Consolidation of Canadian exploration and production (E&P) players could be in the offing, and there is potential upside from increasing long-term price expectations as well as a rerating of various companies’ stocks to reflect their “abnormally large resource potential,” UBS Investment Research analysts said last week. “With the majority of Canadian large cap E&Ps discounting below US$40/bbl long-term oil prices and with strip oil prices remaining in the US$55/bbl range, we believe there is substantial opportunity for large-scale industry consolidation,” wrote UBS analyst Andrew Potter. The large oilsands exposure of many Canadian companies makes them attractive takeover targets, Potter noted. “Given our belief that Canadian E&Ps will see a multiple expansion and our bullish view on long-term oil and natural gas fundamentals, we believe the sector continues to offer a compelling long-term risk/reward relationship,” he wrote. “Our top picks in the Canadian large cap E&Ps are Canadian Natural Resources and Nexen, representing a slight bias towards oilier weighted names with heavy oilsands exposure. Within the Canadian integrateds, Suncor and Petro-Canada offer the highest return potential.”
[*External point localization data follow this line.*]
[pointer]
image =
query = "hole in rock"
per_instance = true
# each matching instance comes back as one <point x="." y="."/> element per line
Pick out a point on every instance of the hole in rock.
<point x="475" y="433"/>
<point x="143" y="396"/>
Arcadia Gas Storage LLC (AGS) last week concluded its nonbinding open season for high-deliverability salt cavern gas storage capacity in Bienville Parish in North Louisiana. The project backer is Martin Resource Management Corp. of Kilgore, TX. AGS received nonbinding commitments exceeding the 15.5 Bcf of working capacity to be constructed. AGS will negotiate definitive terms and execute precedent agreements, while it continues to seek the remaining necessary regulatory approvals from the State of Louisiana. The open season began in December. The facility will interconnect with intrastates PanEnergy Intrastate (Pelico) and Regency Intrastate Gas Pipeline, both in Bienville Parish; existing interstates CenterPoint Energy Gas Transmission Inc., Bienville Parish; Gulf South, Bienville Parish; CenterPoint Energy MRT, Claiborne Parish; Southern Natural Gas Co., Bienville Parish; Tennessee Gas Pipeline, 43A-100; Texas Eastern, Castor Lateral; and Texas Gas, Sharon; and proposed intrastates CenterPoint’s East Texas to Perryville line, Gulf South’s East Texas to Mississippi line, Gulf South’s Gulf Crossing and Kinder Morgan/Energy Transfer’s Mid Continent Express.